Who is Dick Miller? If you need to ask, That Guy Dick Miller may not be the movie for you. Dick Miller is the original “that guy,” as in, you’re watching a movie, an actor appears, and you say, “Hey! It’s that guy!” At least ninety percent of the time you’ve ever said this, you said it of Dick Miller. You know, this guy:
He started as an actor by accident. He came to Hollywood to make it as a writer, but a friend got him a job playing an Indian, Tall Tree, in Roger Corman’s 1955 Apache Woman, only Corman’s third movie. After that, Miller would go on have roles in close to 50 Corman pictures, including what is often cited as his single best performance, Walter Paisley the murderous sculptor in A Bucket of Blood (’59), and as the flower eating weirdo Burson Fough in The Little Shop of Horrors (’60).
Miller has worked continuously since, but his roles are almost always small. He never hit the big time the way fellow early Corman regular Jack Nicholson did. Instead he became the ultimate character actor. He’s completely believeable no matter what role he’s playing, yet he’s always himself. He’s more himself than anyone. I mean no one is themself the way Dick Miller is himself. He couldn’t be any more Dick Miller than he is. He’s known to steal whatever movie he’s in, even if he’s only in it for a single scene. Many directors think of him as a good luck charm. If you’ve got Dick Miller in your low budget flick, it’s going to be a success.
And so anyway, now there’s a little documentary about him, and if you happen to love Dick Miller the way people who love Dick Miller love Dick Miller, you need to see it. It’s utterly adorable from start to finish. If you don’t already love Dick Miller, then, 1) I will never be able to understand you as a person, and, 2) I have no idea how you’ll respond to this movie. Me, I thought it was lovely. I mean no, it’s not like it’s the best documentary ever. No investigations into the unknown are made. You will neither become outraged nor be brought to tears. It’s not a roller-coaster ride of laffs. But how do you not love a movie where a bunch of people talk about how much they love Dick Miller?

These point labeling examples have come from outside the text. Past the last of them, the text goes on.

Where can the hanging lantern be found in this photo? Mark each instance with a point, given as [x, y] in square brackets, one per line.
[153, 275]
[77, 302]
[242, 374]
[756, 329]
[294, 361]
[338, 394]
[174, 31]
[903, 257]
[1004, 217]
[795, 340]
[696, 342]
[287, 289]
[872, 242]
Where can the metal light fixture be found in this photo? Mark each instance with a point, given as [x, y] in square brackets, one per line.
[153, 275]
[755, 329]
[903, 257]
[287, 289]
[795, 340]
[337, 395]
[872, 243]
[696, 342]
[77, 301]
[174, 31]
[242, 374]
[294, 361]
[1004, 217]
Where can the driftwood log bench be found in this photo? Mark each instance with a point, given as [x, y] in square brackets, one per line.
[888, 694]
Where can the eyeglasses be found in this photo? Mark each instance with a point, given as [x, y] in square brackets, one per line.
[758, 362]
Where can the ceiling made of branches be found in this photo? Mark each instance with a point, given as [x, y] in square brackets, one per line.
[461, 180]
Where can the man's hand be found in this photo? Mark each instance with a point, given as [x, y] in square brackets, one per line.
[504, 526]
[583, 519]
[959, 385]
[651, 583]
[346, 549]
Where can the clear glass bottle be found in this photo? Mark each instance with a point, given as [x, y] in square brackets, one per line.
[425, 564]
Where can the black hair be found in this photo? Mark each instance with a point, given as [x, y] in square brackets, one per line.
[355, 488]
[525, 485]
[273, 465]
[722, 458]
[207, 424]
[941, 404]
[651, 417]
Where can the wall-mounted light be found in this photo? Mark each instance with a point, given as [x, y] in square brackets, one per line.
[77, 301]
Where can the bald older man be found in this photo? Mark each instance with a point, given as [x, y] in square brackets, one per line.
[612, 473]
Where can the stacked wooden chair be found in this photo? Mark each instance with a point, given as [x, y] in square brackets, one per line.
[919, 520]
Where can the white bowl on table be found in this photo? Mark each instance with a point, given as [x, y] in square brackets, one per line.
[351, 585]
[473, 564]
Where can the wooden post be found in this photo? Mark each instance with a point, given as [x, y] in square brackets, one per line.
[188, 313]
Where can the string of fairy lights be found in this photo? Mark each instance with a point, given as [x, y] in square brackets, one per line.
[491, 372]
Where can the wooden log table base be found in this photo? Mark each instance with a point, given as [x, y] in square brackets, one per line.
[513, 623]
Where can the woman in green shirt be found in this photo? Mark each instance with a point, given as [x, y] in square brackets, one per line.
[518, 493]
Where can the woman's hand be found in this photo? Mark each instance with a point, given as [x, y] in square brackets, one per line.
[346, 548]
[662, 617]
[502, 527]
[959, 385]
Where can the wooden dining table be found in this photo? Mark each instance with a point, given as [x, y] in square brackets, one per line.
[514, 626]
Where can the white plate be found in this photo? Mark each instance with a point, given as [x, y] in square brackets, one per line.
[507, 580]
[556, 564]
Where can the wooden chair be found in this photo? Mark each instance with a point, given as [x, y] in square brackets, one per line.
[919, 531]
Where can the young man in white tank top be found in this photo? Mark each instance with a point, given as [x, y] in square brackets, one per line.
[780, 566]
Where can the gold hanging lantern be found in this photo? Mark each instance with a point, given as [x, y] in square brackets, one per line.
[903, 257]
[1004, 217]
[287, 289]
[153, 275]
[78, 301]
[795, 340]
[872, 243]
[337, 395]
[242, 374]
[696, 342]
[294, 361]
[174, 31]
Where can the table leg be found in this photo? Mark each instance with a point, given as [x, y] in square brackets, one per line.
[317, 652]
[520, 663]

Am I biased? Damn right I’m biased. I even donated to the movie’s Kickstarter campaign a couple of years ago. Not much. But enough to score an autographed photo of Miller from A Bucket of Blood. It’s the only autographed photo of anyone involved in film I have ever owned. Why? Because Dick Miller. That’s why.
Not that he stopped working, but Miller was given a kind of career resurgence in the ‘80s, due in large part to director Joe Dante, who’s cast him in every movie he’s ever directed. This is because by the ‘80s the young filmmakers who’d come of age watching movies in the ‘60s all loved that guy Dick Miller and wanted him for themselves. And Dante, of course, got his start working for Corman, as did so many young filmmakers. They knew the power of the Miller.
I’m guessing I first caught on to Dick Miller in ’84, when I realized the same guy I was watching in The Terminator and Gremlins had been in The Howling and Twilight Zone: The Movie. From then on, Dick Miller was a “that guy” I always had my eye out for, and as I grew up and my exploration into movies stretched backward in time, I saw him turning up everywhere.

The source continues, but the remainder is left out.